Advice Note 14, which was issued in December last year, told owners of buildings above 18m to remove any combustible cladding unless it had passed a large-scale test or had a “robust” desktop study finding it to be safe.
Read Inside Housing’s investigation into the impact of Advice Note 14 here
The government recently came under fire for delaying the publication of test results on cladding not made of aluminium composite material (ACM), which was used on Grenfell, until all tests have been completed.
Labour’s analysis is based on data from the English Housing Survey, which shows the number of households living in private tower blocks above 18m, combined with government data on average household sizes.
The research was released yesterday, on the same day the Grenfell Inquiry published its phase one report, which recommends that the owner and manager of every high-rise building are required to provide details of external walls and the materials used to the local fire service.
Shadow housing minister Sarah Jones said: “Two and a half years after Grenfell, uncertainty and inaction from Conservative ministers continues to drag innocent homeowners into the cladding scandal.
“Ministers still have no idea how many tower blocks are covered in suspect cladding and they refuse to publish the results of essential fire tests first commissioned 20 months ago.
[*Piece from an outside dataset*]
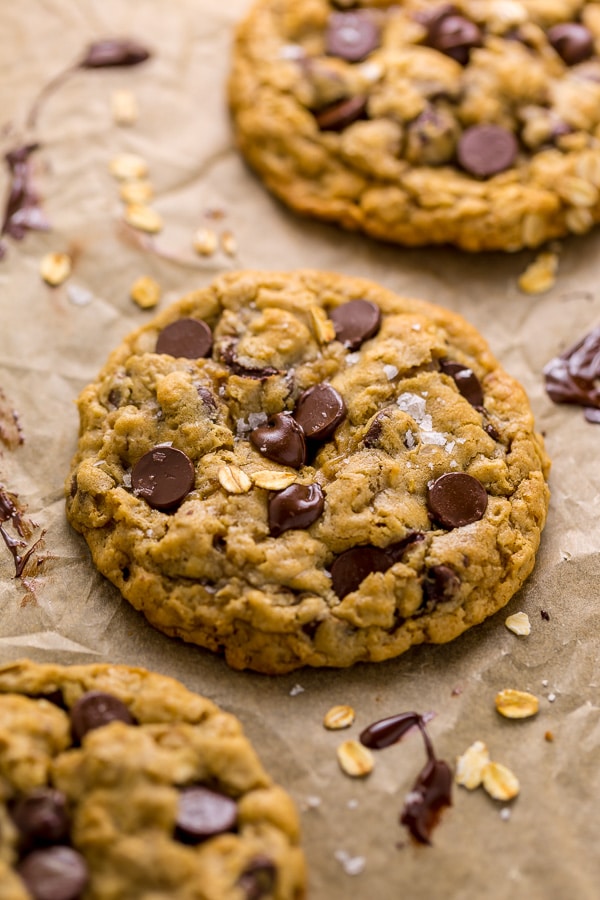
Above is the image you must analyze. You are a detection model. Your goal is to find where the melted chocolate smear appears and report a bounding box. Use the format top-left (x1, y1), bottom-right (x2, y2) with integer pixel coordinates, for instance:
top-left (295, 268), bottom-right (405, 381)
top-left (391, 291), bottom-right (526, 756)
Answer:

“The Conservatives simply do not care about keeping people safe in their homes and are now sitting idly by while the entire market for high-rise flats grinds to a standstill.”
Shadow housing secretary John Healey said: “Conservative ministers have been off the pace at every stage since the terrible Grenfell Tower fire.
“More than two years on from Grenfell, concerned residents in blocks around the country are still stuck in limbo, unsure whether or not their home is safe and unable to sell.
“The government must now act to test suspect cladding, publish the results and force private block owners to remove and replace all cladding found to be unsafe.”